Le comiche al Museo del Cinema
Riportiamo l’articolo pubblicato su “Lo Spiffero” il 12 dicembre 2016
Fumata nera sul nome del nuovo direttore del Museo Nazionale del Cinema di Torino. Nella riunione del Consiglio direttivo Regione Piemonte e Comune – i due principali soci dell’ente – non hanno trovato l’accordo sul successore di Alberto Barbera, il cui incarico era stato prorogato fino al 31 dicembre per completare il bando di gara lanciato nel giugno scorso, a causa delle differenti visioni tra i soci fondatori. Secondo indiscrezioni, la Regione spinge su Alessandro Bianchi, già segretario della Fondazione Sandretto Re Rebaudengo e del Maxxi di Roma (con l’ex ministro Pd Giovanna Melandri), che ha partecipato alla selezione effettuata dalla Praxi e prevista dal bando per l’incarico. Palazzo Civico, sempre secondo quanto appreso, lo riterrebbe però troppo vicino al Pd e per questo si sarebbe opposto.

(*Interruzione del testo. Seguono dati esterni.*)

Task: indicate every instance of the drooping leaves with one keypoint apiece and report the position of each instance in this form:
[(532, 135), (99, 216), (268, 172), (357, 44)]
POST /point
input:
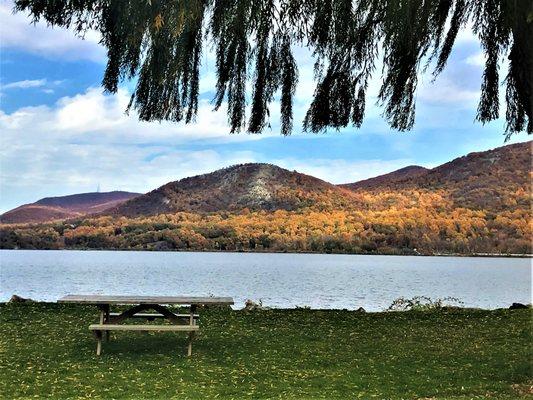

Con un passato da militante nei giovani democratici e assidue frequentazioni del milieu piddino della città – in particolare pare sia intimo della famiglia Vergnano-La Rotella – Bianchi avrebbe incontrato l’ostracismo dei Cinque Stelle, dovutamente “sobillati” dal capo di gabinetto Paolo Giordana, longa manus della sindaca Chiara Appendino (anche) nelle vicende culturali.
“Da una forza politica che ha fatto del bando la sua bandiera ci aspettavamo un atteggiamento diverso”, tuona l’assessore alla Cultura della Regione, Antonella Parigi, che accusa il Comune di non aver rispettato l’esito della selezione.
L’amministrazione pentastellata del Comune scorgerebbe nel pressing della Regione a favore di Bianchi – che sarebbe entrato tra i primi cinque nomi selezionati dalla società di selezione soltanto dopo la rinuncia di Paolo Verri (ex braccio destro dell’allora assessore Fiorenzo Alfieri) – un tentativo di lottizzare la nomina. Per questo motivo Palazzo civico propone di avviare un percorso con la nomina di un direttore amministrativo, da individuare tra le professionalità che già lavorano per il Museo, per poi scegliere il direttore artistico soltanto in un secondo momento.
“Il rinvio è l’occasione per sedersi intorno a un tavolo – sostiene l’assessore a Fontane e Musei del Comune di Torino, Francesca Leon – ed effettuare una scelta condivisa nell’interesse del Museo, valorizzando le professionalità interne che sono cresciute in questi anni e che possono contribuire allo sviluppo del Museo anche in futuro”. Peraltro sulla “risorsa interna” – una figura che attualmente svolge compiti di coordinamento – su cui sarebbero puntate le preferenze grilline circolano già voci non propriamente lusinghiere sul curriculum.
La Parigi alza la voce. “Il consiglio direttivo, dopo una serie di audizioni, aveva indicato Bianchi come la figura più idonea, ma dal Comune abbiamo sentito solo dei no. Il Museo del Cinema è un museo importante – sostiene – vanno trovate le giuste professionalità per dirigerlo”. Dopo le polemiche della campagna elettorale e le liti che nelle scorse settimane hanno portato alle dimissioni della presidente della Fondazione Torino Musei, Patrizia Asproni, la cultura continua ad essere terreno di schermaglie politiche e di vendette personali. Un brutto copione. In serata il colpo di scena finale con la rinuncia di Bianchi.